Это подчеркнуло эту идею, что когда мы читаем книгу или пишем книгу, вы находитесь в акте совместного творчества. Читатель и писатель пытаются нарядить и представить себя лучшими я, а затем в этот момент, когда внезапно, как читатель, вы больше не вы, и также, как писатель, вы на самом деле не вас Полем
Я думаю, что даже как Саддам Хусейн или Гитлер проснулись и сказали: «Я думаю, что это будет хороший день. Я сделаю действительно важную работу». И, учитывая их определение добра, они вышли и сделали ужасные вещи.
Я не уверен, что назвал бы это агонией, но есть своего рода циклическое разочарование. Вы правильно поняли одну историю, а потом приходит еще одна. Когда это закончится? То, что я пытаюсь сделать, это запустить его прямо сейчас, признав, что этот цикл пишет. То есть: пытаться понять разочарования и неудачи (и агонии) как часть более крупной шахматной игры, которую вы играете с самим искусством.
Как писатель, я, по сути, просто пытаюсь выдать себя за первого читателя, который поднимает историю и должен решать, в каждом моменте, продолжать идти.
Художественная литература открыта для тех, кто попадает в дверь, если вы входите энергетически.
На более техническом уровне история требует много слов. И чтобы генерировать слова, фразы, образы и т. Д., Это заставит читателя продолжать читать - это может по -настоящему захватить читателя - писатель должен работать из места, скажем, знакомство и привязанность. Матрица истории должна быть сделана из вещей, о которых писатель действительно знает и любит. Автор не может растягиваться и (чисто) изобретать все время. Ну, я все равно не могу.

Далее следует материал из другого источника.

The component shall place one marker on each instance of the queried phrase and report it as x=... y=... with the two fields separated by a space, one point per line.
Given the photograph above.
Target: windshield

Я думаю, что это было большим откровением для меня в начале моей жизни, что люди, которые кажутся злыми, на самом деле нет. Другими словами, никто не просыпается утром и не говорит: «Тёд, ты, ты, я собираюсь быть злым».
Позитивные человеческие действия не только возможны, но и распространены; Люди могут улучшить, выбирать свет и так далее. И это все происходит.
Технически очень трудно показать позитивные проявления. Но я могу оглянуться назад на то, как я думал и чувствовал, даже будучи маленьким ребенком, и там было много удивления, и открытость для многих сторон жизни.